President Bush can find new secretaries for the departments of State, Justice, Energy, Health and Human Services, Commerce, Homeland Security, Veteran's Affairs, Education and Agriculture, but as long as he leaves Don Rumsfeld at the Defense Department he will not have changed his Cabinet enough to satisfy his critics. No other scalp counts, so long as the hawkish Rumsfeld stays at the Pentagon.
Rumsfeld's detractors say they want his ouster only as a matter of accountability. When something in your bailiwick doesn't go well -- a war, in this case -- it stands to reason that you should get the boot. Except this logic was never applied to Secretary of State Colin Powell. Even though Bush critics argue that the first administration was a diplomatic disaster area, they always hailed its top diplomat.
The latest round of beating on Rumsfeld comes thanks to a challenging question he got in Kuwait from a National Guardsman about the lack of up-armored humvees. Regular humvees are thin-skinned and provide little protection, putting a premium on the armored version in Iraq's urban combat zone. Rumsfeld's answer has been portrayed as cold and dismissive. Maureen Dowd of The New York Times even compared it to Gen. Patton's infamous slap of a soldier in a hospital bed.
Rumsfeld explained what the military has been doing to make up the gap in armored humvees and said the Army is "sensitive to the fact that not every vehicle has the degree of armor that would be desirable." He continued, "The goal we have is to have as many of those vehicles as is humanly possible with the appropriate level of armor available for the troops." That is hardly the back of his hand.
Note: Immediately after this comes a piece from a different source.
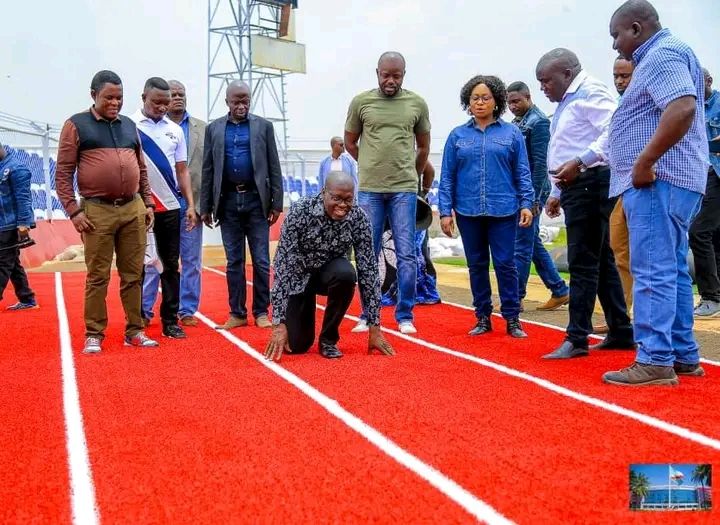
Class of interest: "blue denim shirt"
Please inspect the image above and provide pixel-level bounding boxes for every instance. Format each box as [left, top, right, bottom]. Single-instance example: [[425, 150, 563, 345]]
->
[[513, 104, 550, 206], [705, 90, 720, 177], [223, 119, 255, 184], [439, 119, 535, 217], [0, 148, 35, 231]]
Rumsfeld got applause from the troops when he added: "The other day, after there was a big threat alert in Washington, D.C., in connection with the elections, as I recall, I looked outside the Pentagon and there were six or eight up-armored humvees. They're not there anymore. They're en route out here."
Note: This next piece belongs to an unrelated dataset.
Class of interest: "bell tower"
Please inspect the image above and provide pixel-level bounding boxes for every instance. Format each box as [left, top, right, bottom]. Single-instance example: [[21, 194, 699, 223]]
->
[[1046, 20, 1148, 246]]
The controversy about humvees is typical of the debate about the conduct of the Iraq War -- there is plenty to criticize, but those doing the criticizing tend to be opportunistic and ahistorical. Wars always produce surprises and unanticipated needs. No opponent of the Iraq War ever said, "Don't you dare invade Iraq unless you have 8,000 up-armored humvees available." Instead, they warned that U.S. troops would be attacked with chemical weapons or that the Arab world would explode in anger at the United States -- neither of which happened. It turned out roadside bombs were our main threat.
The Army initially thought it would need 235 armored humvees in Iraq. When that number was exposed as absurdly off, it began to make adjustments. Practically every armored humvee available in the world was sent to Iraq. Production was radically ramped up, going from 15 a month in May 2003 to 450 a month today. Roughly three out of every four humvees in the combat areas are now armored.
Specialist Thomas Wilson, who asked the question, is being hailed in the press for his bravery. Indeed, asking his question took guts (although it was apparently planted with him by a reporter). But make no mistake, there are much more stirring acts of courage by U.S. soldiers every day in Iraq that somehow escape the media's attention. Ask Rumsfeld a tough question, sue the military, desert or disobey orders, and you achieve fame. But if you happen to sustain a gunshot wound in the battle of Fallujah and ignore it because you so desperately want to stay with your fellow soldiers and believe so much in your mission, well then, no one will ever know your name.
But the press has its priorities. The old saw used to be that American Jews would ask of anything, "Yes, but is it good for the Jews?" The Rummy-hating media and Left evaluate any Iraq-related event through a similar filter, "Yes, but is it bad for Rumsfeld?"